Gemma Bel-Enguix

Also published as: Gemma Bel Enguix, Gemma Bel Enguix


MineriaUNAM at SemEval-2020 Task 3: Predicting Contextual WordSimilarity Using a Centroid Based Approach and Word Embeddings
Helena Gomez-Adorno | Gemma Bel-Enguix | Jorge Reyes-Magaña | Benjamín Moreno | Ramón Casillas | Daniel Vargas
Proceedings of the Fourteenth Workshop on Semantic Evaluation

This paper presents our systems to solve Task 3 of Semeval-2020, which aims to predict the effect that context has on human perception of similarity of words. The task consists of two subtasks in English, Croatian, Finnish, and Slovenian: (1) predicting the change of similarity and (2) predicting the human scores of similarity, both of them for a pair of words within two different contexts. We tackled the problem by developing two systems, the first one uses a centroid approach and word vectors. The second one uses the ELMo language model, which is trained for each pair of words with the given context. Our approach achieved the highest score in subtask 2 for the English language.

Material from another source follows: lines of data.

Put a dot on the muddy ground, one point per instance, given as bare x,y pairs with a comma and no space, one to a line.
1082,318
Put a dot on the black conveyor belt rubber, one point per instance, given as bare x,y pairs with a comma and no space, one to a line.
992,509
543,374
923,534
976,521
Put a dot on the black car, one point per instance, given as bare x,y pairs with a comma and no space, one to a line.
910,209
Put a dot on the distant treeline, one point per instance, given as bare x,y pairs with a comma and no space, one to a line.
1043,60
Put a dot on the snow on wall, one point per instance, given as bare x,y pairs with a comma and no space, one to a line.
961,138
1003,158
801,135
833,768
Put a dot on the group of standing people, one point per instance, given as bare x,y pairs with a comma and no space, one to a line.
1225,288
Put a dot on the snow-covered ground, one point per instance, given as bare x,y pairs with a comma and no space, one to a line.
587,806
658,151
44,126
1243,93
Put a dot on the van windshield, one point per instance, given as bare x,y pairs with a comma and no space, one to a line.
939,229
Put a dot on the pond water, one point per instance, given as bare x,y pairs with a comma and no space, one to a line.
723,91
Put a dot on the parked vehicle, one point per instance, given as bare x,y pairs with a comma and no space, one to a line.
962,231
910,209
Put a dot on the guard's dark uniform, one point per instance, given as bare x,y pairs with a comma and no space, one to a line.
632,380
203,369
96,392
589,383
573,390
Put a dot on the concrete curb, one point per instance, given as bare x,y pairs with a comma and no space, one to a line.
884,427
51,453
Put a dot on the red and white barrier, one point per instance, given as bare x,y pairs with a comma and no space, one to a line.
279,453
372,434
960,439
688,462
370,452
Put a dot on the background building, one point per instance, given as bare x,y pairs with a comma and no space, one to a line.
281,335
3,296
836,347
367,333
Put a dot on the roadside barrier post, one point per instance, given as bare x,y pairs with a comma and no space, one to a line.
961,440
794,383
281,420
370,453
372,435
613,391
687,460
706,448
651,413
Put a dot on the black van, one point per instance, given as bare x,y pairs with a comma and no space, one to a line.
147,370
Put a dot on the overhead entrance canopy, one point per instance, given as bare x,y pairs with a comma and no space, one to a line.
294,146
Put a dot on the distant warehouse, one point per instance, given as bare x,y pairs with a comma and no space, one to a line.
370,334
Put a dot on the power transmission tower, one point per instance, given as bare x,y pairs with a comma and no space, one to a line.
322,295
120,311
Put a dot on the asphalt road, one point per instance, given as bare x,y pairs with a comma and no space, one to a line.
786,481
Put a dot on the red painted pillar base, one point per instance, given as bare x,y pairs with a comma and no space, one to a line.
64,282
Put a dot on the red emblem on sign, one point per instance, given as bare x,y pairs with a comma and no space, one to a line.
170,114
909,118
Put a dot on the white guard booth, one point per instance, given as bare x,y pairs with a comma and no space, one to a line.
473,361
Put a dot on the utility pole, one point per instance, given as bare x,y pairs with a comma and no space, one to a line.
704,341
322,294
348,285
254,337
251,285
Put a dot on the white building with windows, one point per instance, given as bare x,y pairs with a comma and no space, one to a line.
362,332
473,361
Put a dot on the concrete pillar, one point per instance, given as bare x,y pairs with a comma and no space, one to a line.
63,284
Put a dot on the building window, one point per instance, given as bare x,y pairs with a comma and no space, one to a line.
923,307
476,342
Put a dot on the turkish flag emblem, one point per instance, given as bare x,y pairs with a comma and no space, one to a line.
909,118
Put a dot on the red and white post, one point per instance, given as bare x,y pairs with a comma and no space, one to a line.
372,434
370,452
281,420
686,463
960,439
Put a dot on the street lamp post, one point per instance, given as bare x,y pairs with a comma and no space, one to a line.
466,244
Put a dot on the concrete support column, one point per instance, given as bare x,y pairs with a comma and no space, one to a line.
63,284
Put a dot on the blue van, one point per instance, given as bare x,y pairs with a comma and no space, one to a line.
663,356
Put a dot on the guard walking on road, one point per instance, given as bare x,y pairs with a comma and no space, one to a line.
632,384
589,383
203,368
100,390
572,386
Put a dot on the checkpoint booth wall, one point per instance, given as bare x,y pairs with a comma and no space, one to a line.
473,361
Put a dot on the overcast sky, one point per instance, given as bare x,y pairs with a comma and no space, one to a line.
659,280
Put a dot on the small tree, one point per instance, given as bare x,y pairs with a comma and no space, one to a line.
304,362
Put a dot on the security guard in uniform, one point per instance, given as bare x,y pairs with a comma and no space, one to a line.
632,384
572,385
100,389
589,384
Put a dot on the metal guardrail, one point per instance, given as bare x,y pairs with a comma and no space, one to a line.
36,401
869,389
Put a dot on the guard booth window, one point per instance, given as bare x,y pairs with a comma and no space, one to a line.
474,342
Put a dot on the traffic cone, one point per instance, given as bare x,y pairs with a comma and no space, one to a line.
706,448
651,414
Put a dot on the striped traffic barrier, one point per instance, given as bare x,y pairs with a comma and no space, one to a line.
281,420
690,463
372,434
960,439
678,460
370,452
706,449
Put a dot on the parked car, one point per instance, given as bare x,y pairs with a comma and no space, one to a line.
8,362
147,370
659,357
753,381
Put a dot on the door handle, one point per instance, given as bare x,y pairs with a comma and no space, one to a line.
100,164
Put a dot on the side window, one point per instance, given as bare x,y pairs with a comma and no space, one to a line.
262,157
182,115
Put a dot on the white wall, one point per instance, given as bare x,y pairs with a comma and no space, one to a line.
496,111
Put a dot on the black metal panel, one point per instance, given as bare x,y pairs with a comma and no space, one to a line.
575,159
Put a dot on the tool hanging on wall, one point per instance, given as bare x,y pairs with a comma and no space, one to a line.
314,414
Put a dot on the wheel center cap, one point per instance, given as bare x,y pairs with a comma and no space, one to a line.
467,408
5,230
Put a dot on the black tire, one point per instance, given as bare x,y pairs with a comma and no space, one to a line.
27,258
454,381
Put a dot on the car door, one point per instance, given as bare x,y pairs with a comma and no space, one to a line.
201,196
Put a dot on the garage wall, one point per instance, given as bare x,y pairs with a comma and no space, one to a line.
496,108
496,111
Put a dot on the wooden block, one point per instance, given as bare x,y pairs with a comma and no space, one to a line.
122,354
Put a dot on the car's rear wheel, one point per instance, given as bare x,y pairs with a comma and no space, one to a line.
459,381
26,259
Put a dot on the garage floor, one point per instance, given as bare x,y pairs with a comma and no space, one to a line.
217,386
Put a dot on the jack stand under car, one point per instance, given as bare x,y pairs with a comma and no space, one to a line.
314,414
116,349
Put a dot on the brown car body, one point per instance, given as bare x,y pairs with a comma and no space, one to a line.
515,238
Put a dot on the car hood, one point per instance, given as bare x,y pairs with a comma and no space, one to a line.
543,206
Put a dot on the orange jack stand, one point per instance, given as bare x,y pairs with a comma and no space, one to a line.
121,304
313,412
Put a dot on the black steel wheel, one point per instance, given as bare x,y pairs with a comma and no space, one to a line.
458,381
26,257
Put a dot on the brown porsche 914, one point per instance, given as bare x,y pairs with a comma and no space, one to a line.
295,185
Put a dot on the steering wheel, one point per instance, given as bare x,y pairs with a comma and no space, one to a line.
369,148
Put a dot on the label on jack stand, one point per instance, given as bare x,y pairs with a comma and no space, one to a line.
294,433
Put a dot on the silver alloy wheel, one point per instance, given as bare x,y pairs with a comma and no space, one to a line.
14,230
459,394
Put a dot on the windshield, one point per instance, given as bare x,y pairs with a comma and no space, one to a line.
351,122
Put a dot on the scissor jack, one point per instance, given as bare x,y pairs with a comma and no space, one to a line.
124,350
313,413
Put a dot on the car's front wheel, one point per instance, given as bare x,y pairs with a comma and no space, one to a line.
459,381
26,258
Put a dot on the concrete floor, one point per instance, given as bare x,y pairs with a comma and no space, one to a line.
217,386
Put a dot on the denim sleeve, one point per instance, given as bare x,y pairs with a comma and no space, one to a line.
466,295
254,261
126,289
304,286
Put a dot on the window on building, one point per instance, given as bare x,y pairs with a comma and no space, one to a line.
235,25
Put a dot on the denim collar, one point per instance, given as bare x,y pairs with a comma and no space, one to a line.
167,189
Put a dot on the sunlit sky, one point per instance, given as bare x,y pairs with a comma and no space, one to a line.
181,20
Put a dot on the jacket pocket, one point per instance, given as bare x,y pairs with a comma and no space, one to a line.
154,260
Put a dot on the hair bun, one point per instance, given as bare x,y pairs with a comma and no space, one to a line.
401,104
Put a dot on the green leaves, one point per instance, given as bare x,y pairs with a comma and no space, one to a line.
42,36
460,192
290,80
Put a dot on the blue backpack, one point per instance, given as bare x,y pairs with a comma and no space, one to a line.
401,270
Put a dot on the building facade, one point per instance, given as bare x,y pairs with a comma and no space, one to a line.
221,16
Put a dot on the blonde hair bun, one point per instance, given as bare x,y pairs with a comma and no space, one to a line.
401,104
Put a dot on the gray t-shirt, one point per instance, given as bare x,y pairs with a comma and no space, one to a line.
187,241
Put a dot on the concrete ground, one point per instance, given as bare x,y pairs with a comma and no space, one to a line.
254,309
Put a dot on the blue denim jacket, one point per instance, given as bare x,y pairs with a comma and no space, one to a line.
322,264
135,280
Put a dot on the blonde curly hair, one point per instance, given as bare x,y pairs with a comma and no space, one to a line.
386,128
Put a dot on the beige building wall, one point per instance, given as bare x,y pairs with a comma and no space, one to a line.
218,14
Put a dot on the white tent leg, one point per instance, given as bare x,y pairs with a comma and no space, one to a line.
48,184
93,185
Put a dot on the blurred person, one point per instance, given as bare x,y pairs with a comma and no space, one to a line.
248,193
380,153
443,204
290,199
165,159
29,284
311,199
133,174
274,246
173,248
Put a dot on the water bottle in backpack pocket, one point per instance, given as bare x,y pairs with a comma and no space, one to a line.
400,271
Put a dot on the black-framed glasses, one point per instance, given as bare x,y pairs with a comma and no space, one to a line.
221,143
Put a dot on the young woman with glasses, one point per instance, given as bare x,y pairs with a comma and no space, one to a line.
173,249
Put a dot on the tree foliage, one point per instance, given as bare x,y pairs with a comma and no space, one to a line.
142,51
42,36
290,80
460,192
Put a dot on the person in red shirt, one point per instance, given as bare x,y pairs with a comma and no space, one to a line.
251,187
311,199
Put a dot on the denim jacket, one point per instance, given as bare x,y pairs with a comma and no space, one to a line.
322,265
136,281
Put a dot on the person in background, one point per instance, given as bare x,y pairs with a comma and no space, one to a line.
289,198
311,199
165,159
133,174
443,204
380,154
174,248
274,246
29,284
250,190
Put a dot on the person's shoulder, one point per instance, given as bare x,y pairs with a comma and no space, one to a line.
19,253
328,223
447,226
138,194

CPLM, a Parallel Corpus for Mexican Languages: Development and Interface
Gerardo Sierra Martínez | Cynthia Montaño | Gemma Bel-Enguix | Diego Córdova | Margarita Mota Montoya
Proceedings of the 12th Language Resources and Evaluation Conference

Mexico is a Spanish speaking country that has a great language diversity, with 68 linguistic groups and 364 varieties. As they face a lack of representation in education, government, public services and media, they present high levels of endangerment. Due to the lack of data available on social media and the internet, few technologies have been developed for these languages. To analyze different linguistic phenomena in the country, the Language Engineering Group developed the Corpus Paralelo de Lenguas Mexicanas (CPLM) [The Mexican Languages Parallel Corpus], a collaborative parallel corpus for the low-resourced languages of Mexico. The CPLM aligns Spanish with six indigenous languages: Maya, Ch’ol, Mazatec, Mixtec, Otomi, and Nahuatl. First, this paper describes the process of building the CPLM: text searching, digitalization and alignment process. Furthermore, we present some difficulties regarding dialectal and orthographic variations. Second, we present the interface and types of searching as well as the use of filters.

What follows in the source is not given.